An often unrecognized fact is that even in cases of natural death, there is usually some physical event that precipitates the death.  For instance, a person with terminal cancer with growths in the bones may still be able to walk, but bumps against a  piece of furniture.  The bump hits the leg just at a place in the bone where tumor is growing and the bone collapses.  The decedent is hospitalized and develops a blood clot in the leg that travels to the lungs and the decedent dies of a pulmonary thromboembolism.  Most (but not all) people would classify this as a “natural” death because the disease was at a point where normal daily events were life-threatening. For many forensic pathologists, there’s a line where the insult is so small that it just no longer counts because the vulnerability is overwhelming.  Where that line happens to be in any individual case is a matter of individual medical judgment.

The other thing to remember is that the categories of manner are themselves cultural constructs.  There is no “scientific” definition of “homicide.”  Manner determination is a cultural and policy classification to put an event in a cultural context using cultural definitions and criteria.  While cause of death determination is a “scientific” effort, manner determination is a cultural and policy determination.  In the medical examiner world, many of us consider the difference between cause of death determination and manner of death determination a formal separation of the “science”  and the “art” of medicine as we practice it.

This means that manner of death determination necessarily involves some cultural judgment.  In many cases, the classification will be ambiguous, because it could fit into multiple categories.  For instance, “suicide by cop” where a person intentionally places himself or herself into a situation where the police will use lethal force could be considered either a suicide or a homicide.  In the medical examiner community the convention is to classify it as “Homicide,” but not all people do that.

It their guidelines for manner determination, the National Association of Medical Examiners is explicit(2):

It must be realized that when differing opinions occur regarding manner-of-death classification, there is often no “right” or “wrong” answer or specific classification that is better than its alternatives. When promulgating guidelines, however, one of the available options needs to be selected as the one recommended for use. Thus, the recommendations herein are ones selected to foster a consistent approach amongst certifiers, not because the recommended approach is the “right” or the “better” one.
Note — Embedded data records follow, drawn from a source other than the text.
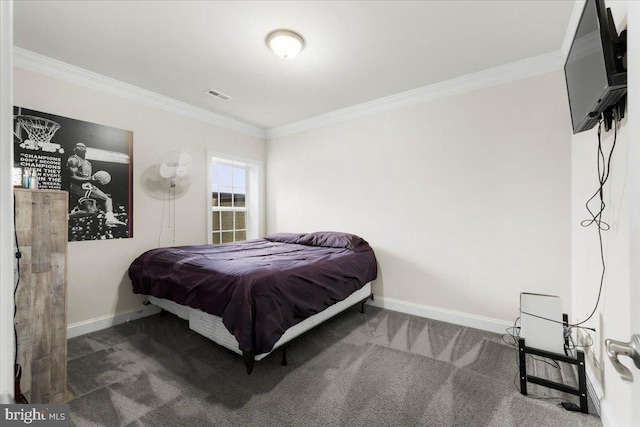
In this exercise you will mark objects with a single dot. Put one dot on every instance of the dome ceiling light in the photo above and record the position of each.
(286, 44)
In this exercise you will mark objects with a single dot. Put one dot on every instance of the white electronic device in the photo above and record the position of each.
(541, 322)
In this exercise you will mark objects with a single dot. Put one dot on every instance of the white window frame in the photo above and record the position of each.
(255, 189)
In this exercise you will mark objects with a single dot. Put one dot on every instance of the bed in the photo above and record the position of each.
(254, 296)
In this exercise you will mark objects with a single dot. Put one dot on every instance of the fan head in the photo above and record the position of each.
(176, 169)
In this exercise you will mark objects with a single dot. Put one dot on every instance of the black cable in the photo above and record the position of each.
(596, 218)
(18, 255)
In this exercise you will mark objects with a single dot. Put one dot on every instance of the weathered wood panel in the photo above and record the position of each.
(41, 227)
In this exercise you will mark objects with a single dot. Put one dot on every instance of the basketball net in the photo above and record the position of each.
(38, 129)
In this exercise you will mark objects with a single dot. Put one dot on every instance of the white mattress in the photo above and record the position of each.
(211, 326)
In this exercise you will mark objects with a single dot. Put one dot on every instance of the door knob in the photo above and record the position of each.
(630, 349)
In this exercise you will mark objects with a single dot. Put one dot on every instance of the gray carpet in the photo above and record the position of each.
(380, 368)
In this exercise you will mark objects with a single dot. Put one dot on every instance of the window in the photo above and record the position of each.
(234, 185)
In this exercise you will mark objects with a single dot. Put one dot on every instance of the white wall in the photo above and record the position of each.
(465, 199)
(612, 318)
(98, 285)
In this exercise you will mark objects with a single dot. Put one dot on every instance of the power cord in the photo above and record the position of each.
(18, 396)
(604, 168)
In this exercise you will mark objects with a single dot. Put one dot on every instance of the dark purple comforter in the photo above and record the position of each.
(259, 287)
The “arguments,” principles, and foundations used to support certain recommendations in this Guide cannot be applied uniformly to every conceivable death scenario because issues sometimes vary with the manner of death being discussed. As a result, there will be obvious, apparent “inconsistencies” in the rationale discussed for making some of the recommendations in this Guide. This problem is unavoidable because of the nature of the subject at hand. Thus, in some cases, one simply must select an available manner-of- death classification as the preferred one for use in a given scenario while recognizing that the logic used to select that option may not be applicable or directly transferable to other situations (and, in fact, may seem inconsistent with the logic employed in other scenarios). In short, it is sometimes necessary to simply select an approach and use it for the purpose of consistency, recognizing that other approaches may be “just as good.”

The misconception that manner determination is a “scientific” or “legal” determination that has only one answer in ambiguous cases is very destructive.

In the next post, I’ll talk a little more about vulnerability and insults and how it relates to manner of death.

1) Hanzlick R. Death registration: history, methods, and legal issues. J Forensic Sci. 1997 Mar; 42(2):265-9.

2) Hanzlick R, Hunsaker JC, Davis GJ. A guide for manner of death classification. 1st ed. Marceline (MO): National Association of Medical Examiners; 2002. 29p.